Let me make this more concrete. An effective criminal justice system reduces violence. Enforceable contracts and fair labour regulations support inclusive growth. A just constitution promotes equality. Independent judges can hold state institutions to account and protect our rights. In contrast, injustice and human rights violations create conditions that hamper development. Transitional justice is crucial for societies to address the root causes that contribute to societal upheavals.
Tunisia is a powerful case in point. As noted in the most recent report of the Special Rapporteur on the promotion of truth, justice, reparation and guarantees of non-recurrence, rapid MDG progress failed to predict widespread popular discontent. We see again that economic growth alone is not an adequate measure of development. The rule of law and human rights matter as well. Justice, security and development cannot be promoted in isolation from or at the expense of the other.
Last month, at the Security Council’s debate on women, the rule of law and transitional justice in conflict-affected situations, the connection between justice, peace and development was once again strongly felt.
The Council adopted a resolution that reiterated the importance of women’s participation in shaping transitional justice as well as their access to measures that address the full range of human rights violations. There is much that we can and must do to ensure the inclusion of the voices, interests and concerns of women.
The rule of law is not an abstract concept to me. In Sweden, as our hosts can affirm, institutions were strengthened through the rule of law. This earned them public trust and allowed them to become an anchor for the country’s development.
In September of last year, all 193 United Nations Member States endorsed this same idea: that the rule of law and development are mutually reinforcing. The Declaration adopted at their high-level meeting affirmed that this interrelationship should be considered in the post-2015 development agenda.
Discussions on this agenda are well under way. There is already a broad consensus that it must be ambitious and inspirational, with sustainable development at its core and the eradication of poverty as its top priority. But poverty will not be alleviated without justice. The rule of law should have its place in this new agenda.
That is why the Secretary-General’s recent report, “A Life of Dignity for All,” stresses that lasting peace and sustainable development cannot be fully realized without respect for human rights and the rule of law.

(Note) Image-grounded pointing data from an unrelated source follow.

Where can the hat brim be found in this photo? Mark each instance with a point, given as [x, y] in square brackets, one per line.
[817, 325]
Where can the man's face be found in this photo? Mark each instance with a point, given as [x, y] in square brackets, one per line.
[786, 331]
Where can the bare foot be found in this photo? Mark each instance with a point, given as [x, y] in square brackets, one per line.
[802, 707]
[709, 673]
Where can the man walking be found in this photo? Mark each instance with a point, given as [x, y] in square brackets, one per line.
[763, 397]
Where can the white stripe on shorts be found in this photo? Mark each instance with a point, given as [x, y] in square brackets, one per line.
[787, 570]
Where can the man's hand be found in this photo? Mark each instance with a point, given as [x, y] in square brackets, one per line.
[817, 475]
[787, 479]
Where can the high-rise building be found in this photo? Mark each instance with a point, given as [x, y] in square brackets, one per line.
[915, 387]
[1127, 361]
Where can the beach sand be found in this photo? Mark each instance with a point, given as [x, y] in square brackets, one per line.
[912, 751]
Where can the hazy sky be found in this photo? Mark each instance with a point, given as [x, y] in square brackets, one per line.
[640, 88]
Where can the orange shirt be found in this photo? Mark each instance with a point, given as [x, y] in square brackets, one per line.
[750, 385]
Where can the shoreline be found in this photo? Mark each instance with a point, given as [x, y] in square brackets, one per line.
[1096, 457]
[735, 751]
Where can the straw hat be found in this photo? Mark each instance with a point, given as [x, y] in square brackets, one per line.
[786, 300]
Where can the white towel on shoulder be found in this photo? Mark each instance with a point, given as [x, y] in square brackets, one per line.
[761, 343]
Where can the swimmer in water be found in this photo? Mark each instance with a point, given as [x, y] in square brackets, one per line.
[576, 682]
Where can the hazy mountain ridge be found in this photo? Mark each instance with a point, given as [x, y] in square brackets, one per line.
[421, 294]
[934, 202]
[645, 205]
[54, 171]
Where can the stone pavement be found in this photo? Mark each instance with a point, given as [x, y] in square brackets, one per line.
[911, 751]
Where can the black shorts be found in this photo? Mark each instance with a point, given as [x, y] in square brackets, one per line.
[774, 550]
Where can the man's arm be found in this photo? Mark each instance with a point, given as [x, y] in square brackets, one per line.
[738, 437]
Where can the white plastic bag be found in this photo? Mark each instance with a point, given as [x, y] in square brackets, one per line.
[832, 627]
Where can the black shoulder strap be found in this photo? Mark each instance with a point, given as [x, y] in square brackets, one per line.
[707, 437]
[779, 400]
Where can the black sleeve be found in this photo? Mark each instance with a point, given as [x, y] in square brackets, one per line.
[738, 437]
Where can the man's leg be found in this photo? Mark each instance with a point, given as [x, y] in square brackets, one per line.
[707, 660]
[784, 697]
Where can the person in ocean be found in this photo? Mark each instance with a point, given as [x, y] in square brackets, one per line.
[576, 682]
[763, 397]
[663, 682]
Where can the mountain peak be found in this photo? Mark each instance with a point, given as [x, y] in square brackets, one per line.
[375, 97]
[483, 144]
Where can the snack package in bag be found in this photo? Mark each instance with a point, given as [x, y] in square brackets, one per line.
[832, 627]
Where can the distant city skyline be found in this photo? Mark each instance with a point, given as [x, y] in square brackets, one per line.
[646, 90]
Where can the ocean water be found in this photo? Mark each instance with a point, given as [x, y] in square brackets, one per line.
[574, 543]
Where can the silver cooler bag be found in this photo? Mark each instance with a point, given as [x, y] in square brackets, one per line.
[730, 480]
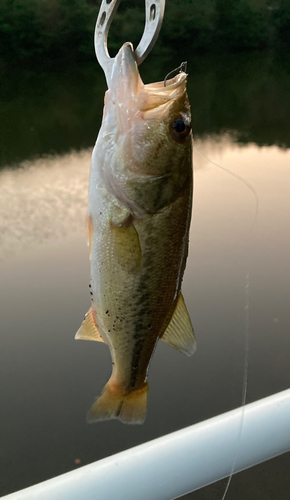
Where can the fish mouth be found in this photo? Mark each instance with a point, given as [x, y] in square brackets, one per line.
[128, 86]
[125, 81]
[156, 95]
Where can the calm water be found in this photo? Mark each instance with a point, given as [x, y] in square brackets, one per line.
[239, 252]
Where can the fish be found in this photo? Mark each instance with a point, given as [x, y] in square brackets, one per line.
[139, 211]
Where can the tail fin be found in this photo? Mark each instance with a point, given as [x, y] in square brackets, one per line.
[129, 408]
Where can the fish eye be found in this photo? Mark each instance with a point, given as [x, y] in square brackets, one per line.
[179, 129]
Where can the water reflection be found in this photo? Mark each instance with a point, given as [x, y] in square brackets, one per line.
[48, 381]
[43, 200]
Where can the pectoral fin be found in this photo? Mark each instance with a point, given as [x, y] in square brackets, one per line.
[88, 329]
[179, 333]
[126, 243]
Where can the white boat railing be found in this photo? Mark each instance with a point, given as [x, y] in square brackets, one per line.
[180, 462]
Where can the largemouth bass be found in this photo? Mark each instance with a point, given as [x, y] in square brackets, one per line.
[140, 200]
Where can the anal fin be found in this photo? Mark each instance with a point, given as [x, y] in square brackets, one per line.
[179, 333]
[88, 329]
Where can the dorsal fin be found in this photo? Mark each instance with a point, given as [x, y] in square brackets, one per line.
[179, 333]
[88, 329]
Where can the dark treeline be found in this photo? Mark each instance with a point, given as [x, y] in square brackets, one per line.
[41, 31]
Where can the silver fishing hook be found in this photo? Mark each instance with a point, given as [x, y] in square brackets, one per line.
[154, 13]
[181, 68]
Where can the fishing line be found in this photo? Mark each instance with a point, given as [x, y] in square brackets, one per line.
[244, 181]
[181, 67]
[247, 323]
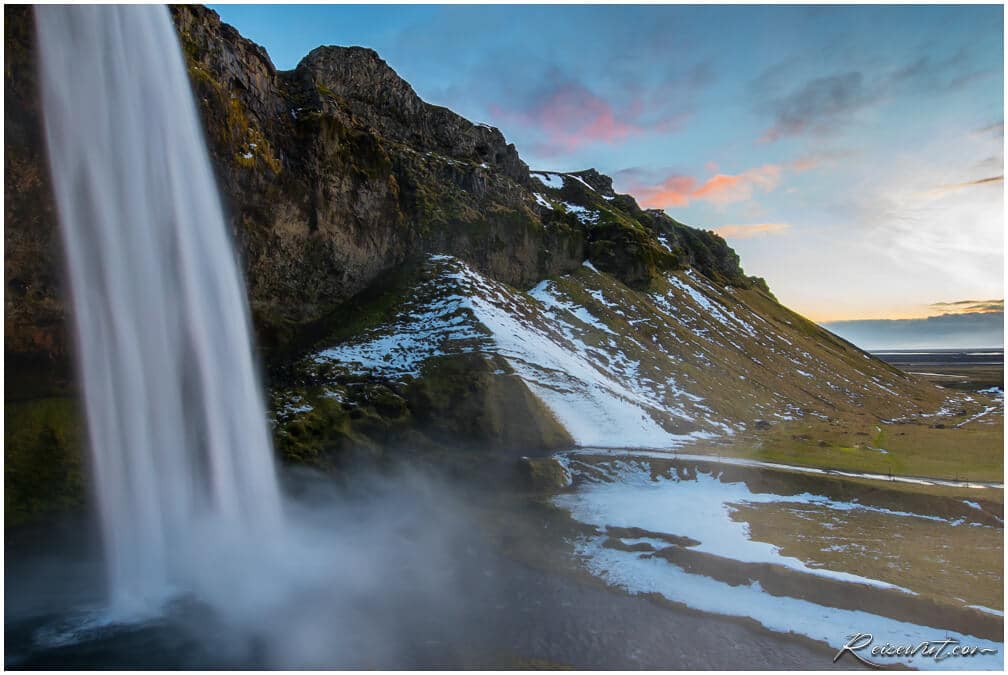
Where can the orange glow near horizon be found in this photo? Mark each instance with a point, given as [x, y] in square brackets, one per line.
[821, 315]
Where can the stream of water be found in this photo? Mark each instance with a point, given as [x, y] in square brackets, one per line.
[181, 453]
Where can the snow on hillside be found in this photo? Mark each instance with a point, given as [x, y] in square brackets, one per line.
[614, 366]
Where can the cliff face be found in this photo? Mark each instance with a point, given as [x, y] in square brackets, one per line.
[332, 174]
[415, 286]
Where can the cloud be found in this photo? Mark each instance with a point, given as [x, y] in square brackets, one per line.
[972, 329]
[722, 188]
[817, 106]
[753, 230]
[969, 306]
[567, 115]
[969, 183]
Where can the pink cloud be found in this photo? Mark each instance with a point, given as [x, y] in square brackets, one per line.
[571, 116]
[722, 188]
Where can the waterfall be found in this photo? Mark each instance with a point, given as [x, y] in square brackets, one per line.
[182, 463]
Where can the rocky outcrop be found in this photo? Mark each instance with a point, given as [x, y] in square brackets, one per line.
[332, 174]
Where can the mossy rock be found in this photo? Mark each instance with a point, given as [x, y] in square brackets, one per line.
[474, 399]
[43, 446]
[544, 473]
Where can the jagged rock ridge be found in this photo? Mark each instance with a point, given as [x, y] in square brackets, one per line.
[334, 173]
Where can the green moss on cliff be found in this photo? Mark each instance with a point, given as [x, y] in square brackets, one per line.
[42, 458]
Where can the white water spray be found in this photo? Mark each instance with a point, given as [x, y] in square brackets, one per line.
[181, 453]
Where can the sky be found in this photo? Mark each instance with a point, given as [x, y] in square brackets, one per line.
[853, 155]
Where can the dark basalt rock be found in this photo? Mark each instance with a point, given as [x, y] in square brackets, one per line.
[332, 174]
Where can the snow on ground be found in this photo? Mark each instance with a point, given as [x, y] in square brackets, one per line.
[586, 216]
[626, 497]
[594, 392]
[581, 180]
[542, 201]
[702, 509]
[636, 574]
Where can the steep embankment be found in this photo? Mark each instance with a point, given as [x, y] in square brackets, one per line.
[436, 285]
[589, 361]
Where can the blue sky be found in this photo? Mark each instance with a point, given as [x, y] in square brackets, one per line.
[853, 155]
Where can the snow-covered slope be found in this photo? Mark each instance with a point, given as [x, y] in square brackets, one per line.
[619, 367]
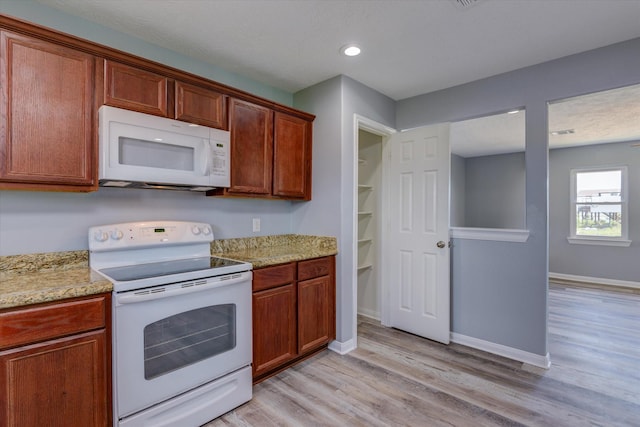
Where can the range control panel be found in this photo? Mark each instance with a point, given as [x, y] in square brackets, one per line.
[131, 235]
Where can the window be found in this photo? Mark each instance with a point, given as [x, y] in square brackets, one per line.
[599, 206]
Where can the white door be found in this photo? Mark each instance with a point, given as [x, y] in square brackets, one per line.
[418, 254]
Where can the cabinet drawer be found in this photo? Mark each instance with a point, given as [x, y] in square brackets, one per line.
[271, 277]
[43, 322]
[314, 268]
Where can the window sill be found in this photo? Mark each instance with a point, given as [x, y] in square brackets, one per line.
[491, 234]
[598, 241]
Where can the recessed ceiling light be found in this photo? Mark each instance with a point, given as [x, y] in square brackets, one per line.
[350, 50]
[563, 132]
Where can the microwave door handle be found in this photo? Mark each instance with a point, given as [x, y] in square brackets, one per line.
[205, 163]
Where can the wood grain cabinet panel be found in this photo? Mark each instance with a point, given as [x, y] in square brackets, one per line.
[42, 322]
[56, 383]
[202, 106]
[274, 328]
[135, 89]
[292, 157]
[265, 278]
[55, 364]
[251, 129]
[313, 313]
[270, 153]
[294, 320]
[47, 117]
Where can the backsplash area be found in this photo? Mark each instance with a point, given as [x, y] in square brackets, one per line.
[37, 222]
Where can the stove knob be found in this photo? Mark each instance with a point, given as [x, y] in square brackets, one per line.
[116, 234]
[101, 236]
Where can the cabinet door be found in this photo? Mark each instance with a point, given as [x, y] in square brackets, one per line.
[56, 383]
[274, 328]
[314, 313]
[47, 118]
[134, 89]
[251, 129]
[292, 157]
[202, 106]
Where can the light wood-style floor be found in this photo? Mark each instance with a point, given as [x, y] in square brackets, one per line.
[397, 379]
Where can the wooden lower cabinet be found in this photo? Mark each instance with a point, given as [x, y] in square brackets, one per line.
[314, 327]
[274, 310]
[293, 313]
[62, 377]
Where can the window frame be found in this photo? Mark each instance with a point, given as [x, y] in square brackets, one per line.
[623, 239]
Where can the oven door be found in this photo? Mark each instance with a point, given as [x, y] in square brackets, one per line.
[171, 339]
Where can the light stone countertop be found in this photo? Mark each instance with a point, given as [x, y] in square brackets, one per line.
[37, 278]
[265, 251]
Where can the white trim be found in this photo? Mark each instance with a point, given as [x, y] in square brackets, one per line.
[371, 314]
[602, 241]
[342, 348]
[593, 280]
[492, 234]
[501, 350]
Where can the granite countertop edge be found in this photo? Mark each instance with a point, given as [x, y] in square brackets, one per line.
[46, 277]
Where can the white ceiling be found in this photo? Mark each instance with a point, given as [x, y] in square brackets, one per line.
[410, 47]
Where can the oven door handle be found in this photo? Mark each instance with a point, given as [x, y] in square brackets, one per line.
[161, 292]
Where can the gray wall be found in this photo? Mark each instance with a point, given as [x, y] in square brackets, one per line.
[617, 263]
[33, 222]
[499, 289]
[335, 102]
[494, 191]
[457, 191]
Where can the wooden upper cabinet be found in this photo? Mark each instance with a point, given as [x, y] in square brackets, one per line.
[270, 153]
[143, 91]
[47, 116]
[202, 106]
[292, 157]
[135, 89]
[251, 129]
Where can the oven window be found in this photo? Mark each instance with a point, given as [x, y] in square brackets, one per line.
[186, 338]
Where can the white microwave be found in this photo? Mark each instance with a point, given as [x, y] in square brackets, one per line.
[144, 151]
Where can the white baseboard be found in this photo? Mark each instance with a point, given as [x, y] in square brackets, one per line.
[501, 350]
[592, 280]
[371, 314]
[342, 348]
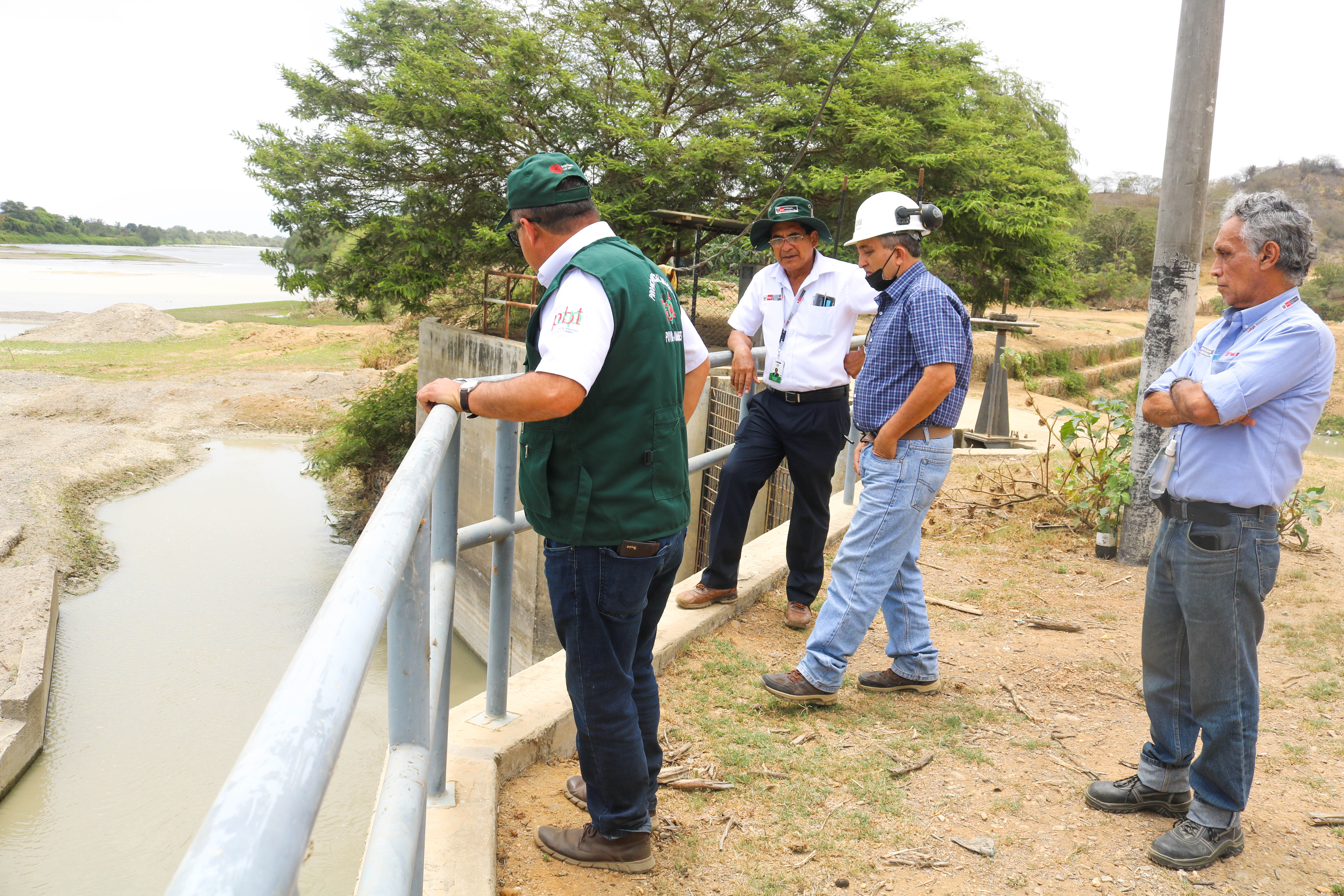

Member States seem to agree. The Outcome Document adopted at last month’s Special Event of the General Assembly on the MDGs notably reaffirms "the importance of promoting human rights, good governance, the rule of law, transparency and accountability at all levels."
As requested by the General Assembly, the Secretary-General is now undertaking a wide process of consultations with many different stakeholders to explore the linkages between the rule of law, peace and security, human rights and development. I encourage you all to take part.
These efforts will continue to develop our understanding, and enable us to take a more comprehensive approach to the rule of law. Today’s discussion is another welcome contribution to this end.
Then we pay attention to justice and the rule of law, we get results across the international agenda and concrete effects on the lives of the people we are to serve.
I look forward to a fruitful discussion and thank you for inviting me.